Memuriyetten emeklilik için gerekli süre şartını doldurmadan veya doldurarak yaşı beklemek amacıyla ayrılma veya memuriyetten çıkarılma hayatın içinde olabilen hadiseler.
Ülkemizde 657 ve 5434 sayılı Kanunları hiç veya tamamen okumadan memuriyet yürütmek de maalesef hayatın gerçeklerinden. Kaldı ki çok sayıda ve sık yasa değişiklikleri yasaların ilgili kitlelerce okunması ve yorumlanmasını da yetersiz bırakabiliyor.
Bu nedenle memuriyetten istifa halinin emekliliği ve ikramiyeyi yakma anlamı taşıdığı gibi bir zehaba kapılınabiliyor. Peki, bu doğru mu?
Elbette değil diyerek başlayalım. Ama bu konuda Emekli Sandığı iştirakçilikleri 15.10.2008 tarihi öncesinde başlayan memurlarla, bu tarih ve sonrasında başlayan memurları ayırmakla işe başlayalım.
Eski Memurların İkramiyesi
Memurların istifa etmesi ne emekliliklerini ve ne de ikramiyelerini almalarına engel değildi. 2009 yılından önce istifa etmek değil, istifa ettikten sonra SSK veya Bağ-Kurlu olarak çalışmak ikramiyeye engel oluyordu.

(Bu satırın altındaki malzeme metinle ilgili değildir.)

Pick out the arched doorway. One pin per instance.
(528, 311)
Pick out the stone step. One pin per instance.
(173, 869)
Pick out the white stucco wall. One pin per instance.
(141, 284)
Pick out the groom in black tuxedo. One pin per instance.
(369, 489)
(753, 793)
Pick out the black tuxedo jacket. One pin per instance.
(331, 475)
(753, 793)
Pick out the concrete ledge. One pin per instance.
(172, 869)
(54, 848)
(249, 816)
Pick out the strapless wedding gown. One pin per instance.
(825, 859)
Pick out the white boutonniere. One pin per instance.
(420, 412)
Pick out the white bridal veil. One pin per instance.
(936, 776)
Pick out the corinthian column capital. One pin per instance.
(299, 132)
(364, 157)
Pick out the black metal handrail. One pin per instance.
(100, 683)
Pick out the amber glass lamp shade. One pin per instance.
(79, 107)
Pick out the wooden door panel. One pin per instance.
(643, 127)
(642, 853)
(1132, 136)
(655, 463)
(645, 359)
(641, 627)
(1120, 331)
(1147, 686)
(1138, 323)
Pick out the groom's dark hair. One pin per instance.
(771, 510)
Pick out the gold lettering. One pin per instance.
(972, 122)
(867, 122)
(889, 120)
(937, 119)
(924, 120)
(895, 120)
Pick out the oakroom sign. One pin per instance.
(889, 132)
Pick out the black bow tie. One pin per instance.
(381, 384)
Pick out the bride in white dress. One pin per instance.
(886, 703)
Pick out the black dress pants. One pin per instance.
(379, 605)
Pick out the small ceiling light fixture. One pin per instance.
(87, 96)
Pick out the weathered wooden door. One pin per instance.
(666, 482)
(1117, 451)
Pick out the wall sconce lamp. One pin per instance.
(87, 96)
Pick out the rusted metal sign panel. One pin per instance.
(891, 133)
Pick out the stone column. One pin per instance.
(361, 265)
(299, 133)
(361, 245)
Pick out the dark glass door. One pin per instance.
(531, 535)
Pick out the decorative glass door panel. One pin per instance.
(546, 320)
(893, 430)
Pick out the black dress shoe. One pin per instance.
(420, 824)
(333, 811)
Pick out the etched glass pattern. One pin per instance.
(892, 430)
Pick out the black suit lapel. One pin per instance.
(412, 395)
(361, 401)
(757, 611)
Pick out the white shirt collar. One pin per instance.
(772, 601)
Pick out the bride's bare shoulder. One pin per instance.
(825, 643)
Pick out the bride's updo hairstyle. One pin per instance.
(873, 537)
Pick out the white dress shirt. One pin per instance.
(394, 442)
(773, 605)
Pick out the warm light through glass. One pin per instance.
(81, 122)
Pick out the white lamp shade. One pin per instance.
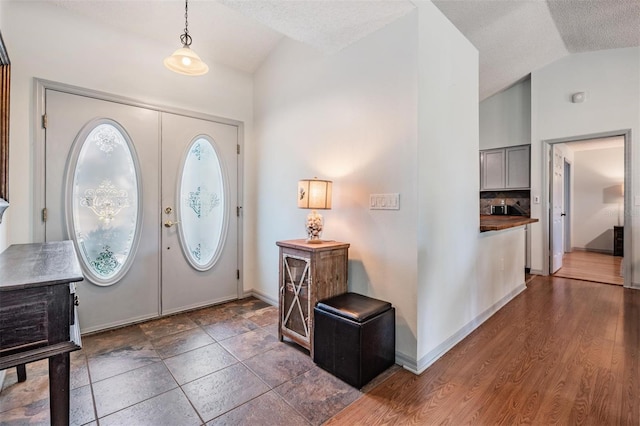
(314, 194)
(186, 61)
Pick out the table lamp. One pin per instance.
(314, 194)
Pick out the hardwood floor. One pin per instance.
(590, 266)
(562, 352)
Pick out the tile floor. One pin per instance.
(221, 365)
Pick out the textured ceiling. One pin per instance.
(220, 34)
(514, 37)
(328, 25)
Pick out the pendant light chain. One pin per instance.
(184, 60)
(185, 38)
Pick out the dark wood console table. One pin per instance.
(37, 314)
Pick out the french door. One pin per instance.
(149, 200)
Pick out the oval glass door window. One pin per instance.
(202, 204)
(103, 195)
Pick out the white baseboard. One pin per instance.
(591, 250)
(435, 354)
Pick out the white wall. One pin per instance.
(505, 118)
(610, 80)
(48, 42)
(598, 175)
(448, 174)
(350, 118)
(463, 276)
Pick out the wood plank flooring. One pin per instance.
(590, 266)
(562, 352)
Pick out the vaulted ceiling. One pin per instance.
(513, 37)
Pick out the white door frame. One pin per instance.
(546, 193)
(568, 194)
(41, 85)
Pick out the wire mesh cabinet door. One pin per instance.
(295, 296)
(308, 273)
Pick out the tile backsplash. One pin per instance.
(521, 199)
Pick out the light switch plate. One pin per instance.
(384, 201)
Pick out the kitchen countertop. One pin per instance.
(498, 223)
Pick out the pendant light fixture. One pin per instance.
(184, 60)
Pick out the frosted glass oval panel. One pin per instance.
(103, 197)
(202, 204)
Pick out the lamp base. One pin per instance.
(314, 227)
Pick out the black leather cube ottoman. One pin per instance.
(354, 337)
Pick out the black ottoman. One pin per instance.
(354, 337)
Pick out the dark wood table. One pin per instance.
(38, 318)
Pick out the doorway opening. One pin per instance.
(588, 181)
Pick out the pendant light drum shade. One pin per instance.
(186, 61)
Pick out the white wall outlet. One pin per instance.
(384, 201)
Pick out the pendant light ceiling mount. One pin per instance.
(184, 60)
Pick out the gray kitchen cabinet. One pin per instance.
(517, 161)
(505, 168)
(492, 170)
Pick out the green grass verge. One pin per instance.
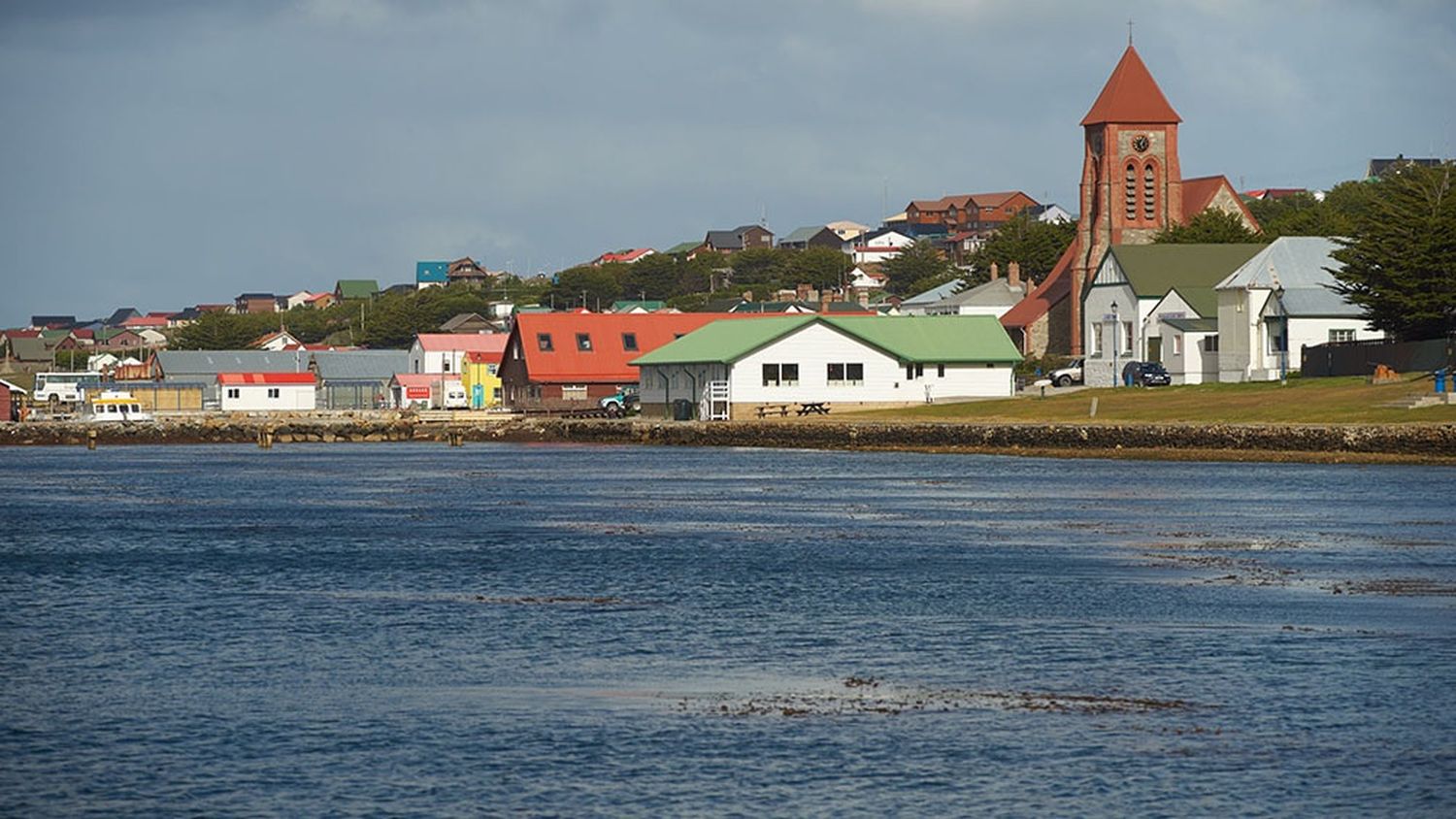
(1302, 401)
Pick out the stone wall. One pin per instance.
(1412, 441)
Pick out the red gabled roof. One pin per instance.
(1130, 96)
(265, 378)
(1048, 293)
(425, 378)
(462, 343)
(608, 361)
(483, 357)
(145, 322)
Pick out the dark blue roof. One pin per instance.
(433, 273)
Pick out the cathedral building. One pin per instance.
(1132, 188)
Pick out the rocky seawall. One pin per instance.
(1435, 442)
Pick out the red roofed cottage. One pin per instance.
(267, 392)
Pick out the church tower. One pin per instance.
(1132, 185)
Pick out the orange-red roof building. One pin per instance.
(1132, 189)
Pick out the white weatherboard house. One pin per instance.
(267, 392)
(1286, 291)
(1127, 309)
(733, 369)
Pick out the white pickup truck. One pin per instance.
(54, 389)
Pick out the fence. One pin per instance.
(154, 396)
(1360, 358)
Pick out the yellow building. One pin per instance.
(480, 376)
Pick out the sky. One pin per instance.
(163, 153)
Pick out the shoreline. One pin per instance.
(1362, 443)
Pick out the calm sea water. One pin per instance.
(599, 630)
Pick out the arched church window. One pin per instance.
(1130, 191)
(1149, 191)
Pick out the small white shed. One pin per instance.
(267, 392)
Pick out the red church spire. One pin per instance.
(1130, 96)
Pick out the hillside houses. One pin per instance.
(739, 370)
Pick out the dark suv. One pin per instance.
(1146, 375)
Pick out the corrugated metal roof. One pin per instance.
(608, 358)
(1193, 325)
(265, 378)
(946, 340)
(360, 364)
(462, 343)
(188, 364)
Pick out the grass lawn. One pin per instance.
(1302, 401)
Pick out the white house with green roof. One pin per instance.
(1127, 308)
(847, 363)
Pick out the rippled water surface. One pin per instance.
(597, 630)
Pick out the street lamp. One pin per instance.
(1115, 332)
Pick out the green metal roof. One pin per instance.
(925, 340)
(1153, 270)
(1205, 300)
(357, 288)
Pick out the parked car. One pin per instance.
(1068, 376)
(620, 404)
(1146, 375)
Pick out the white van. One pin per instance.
(63, 387)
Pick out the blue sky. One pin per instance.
(157, 154)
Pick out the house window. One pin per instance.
(780, 375)
(844, 375)
(1149, 191)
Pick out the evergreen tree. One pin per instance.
(1208, 227)
(917, 264)
(1031, 244)
(1400, 262)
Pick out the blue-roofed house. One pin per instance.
(431, 274)
(1280, 302)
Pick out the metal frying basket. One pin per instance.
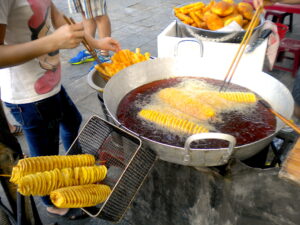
(127, 162)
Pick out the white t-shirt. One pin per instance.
(37, 79)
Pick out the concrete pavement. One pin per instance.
(135, 23)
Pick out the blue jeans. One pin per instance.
(44, 120)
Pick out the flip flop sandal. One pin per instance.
(18, 130)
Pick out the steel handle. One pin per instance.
(221, 136)
(189, 40)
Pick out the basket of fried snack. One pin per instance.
(71, 181)
(121, 60)
(223, 21)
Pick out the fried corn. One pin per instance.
(171, 122)
(80, 196)
(242, 97)
(186, 103)
(43, 163)
(42, 183)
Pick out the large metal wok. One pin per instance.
(139, 74)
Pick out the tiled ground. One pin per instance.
(135, 23)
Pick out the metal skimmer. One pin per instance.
(127, 162)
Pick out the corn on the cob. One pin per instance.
(186, 103)
(42, 183)
(242, 97)
(80, 196)
(171, 122)
(43, 163)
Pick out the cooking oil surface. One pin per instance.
(247, 122)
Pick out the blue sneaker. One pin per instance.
(102, 58)
(82, 57)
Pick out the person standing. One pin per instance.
(296, 86)
(95, 18)
(31, 34)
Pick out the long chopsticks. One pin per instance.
(84, 41)
(241, 49)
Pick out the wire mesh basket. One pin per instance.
(127, 161)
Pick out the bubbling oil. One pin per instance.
(246, 122)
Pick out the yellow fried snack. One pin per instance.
(246, 10)
(215, 15)
(171, 122)
(222, 8)
(237, 18)
(42, 163)
(80, 196)
(242, 97)
(42, 183)
(214, 22)
(186, 103)
(121, 60)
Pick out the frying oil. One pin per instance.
(247, 122)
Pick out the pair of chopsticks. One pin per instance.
(84, 41)
(241, 49)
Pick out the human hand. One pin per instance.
(108, 44)
(68, 36)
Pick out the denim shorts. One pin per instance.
(45, 121)
(296, 89)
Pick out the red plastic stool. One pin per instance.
(282, 29)
(278, 17)
(291, 46)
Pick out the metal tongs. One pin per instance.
(87, 46)
(241, 50)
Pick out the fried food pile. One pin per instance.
(120, 60)
(71, 181)
(216, 15)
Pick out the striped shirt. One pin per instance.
(89, 8)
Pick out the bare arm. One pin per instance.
(57, 17)
(65, 37)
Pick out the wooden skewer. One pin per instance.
(285, 120)
(241, 48)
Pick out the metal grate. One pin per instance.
(127, 162)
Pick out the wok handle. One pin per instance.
(189, 40)
(201, 136)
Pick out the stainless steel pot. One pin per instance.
(139, 74)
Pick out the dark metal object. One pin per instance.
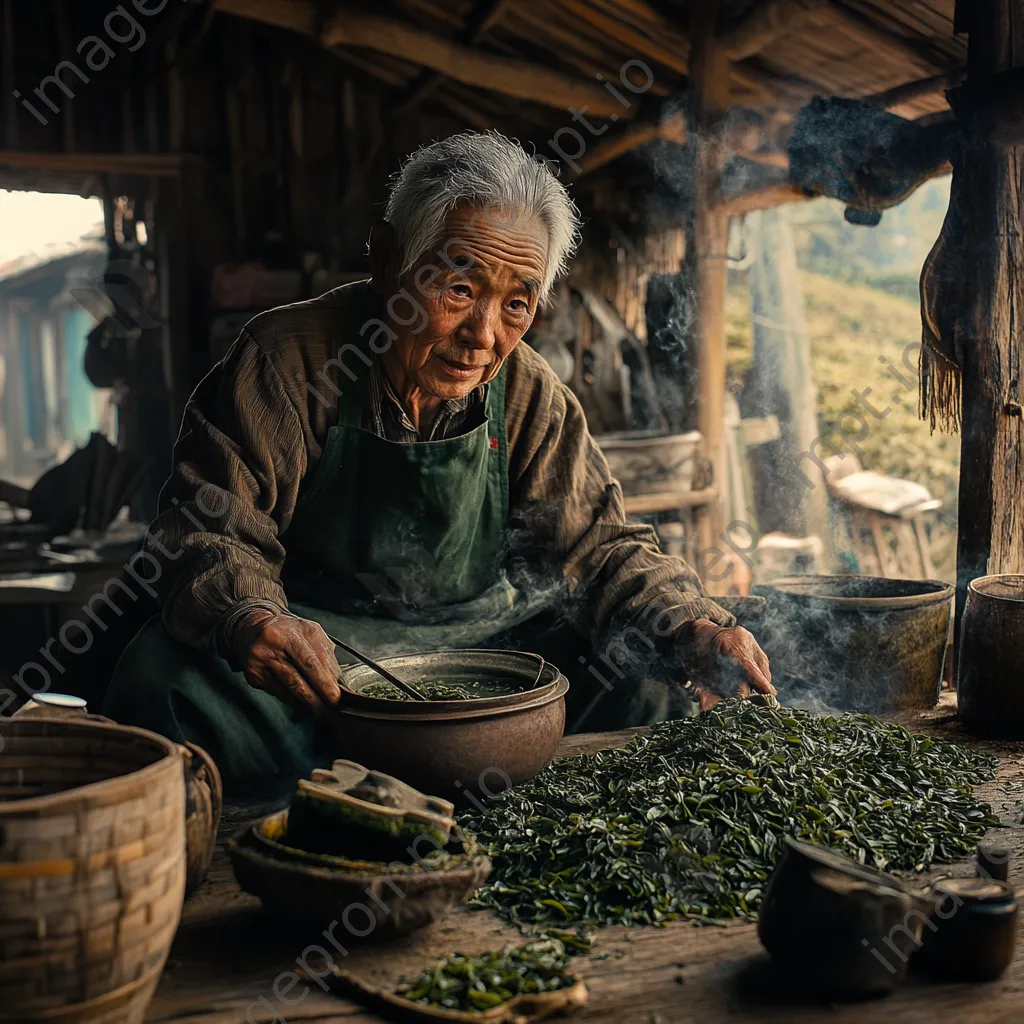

Nihayet bu uygulama Anayasa Mahkemesinin iki iptal kararı ve sonrasında 6270 sayılı Kanundan sonra son şeklini almış ve oturmuştu. Buna göre 26.01.2012 tarihi sonrası emekli olacak olanlar Emekli Sandığı iştirakçiliğinden ayrılanlar ayrılma şeklinin emsal 4857 sayılı Kanuna tabi bir işçinin kıdem tazminatı alarak işten ayrılma şekline benzer şekilde ayrılıyorsa emekli ikramiyesi alabilmelerini mümkün kılınmıştı.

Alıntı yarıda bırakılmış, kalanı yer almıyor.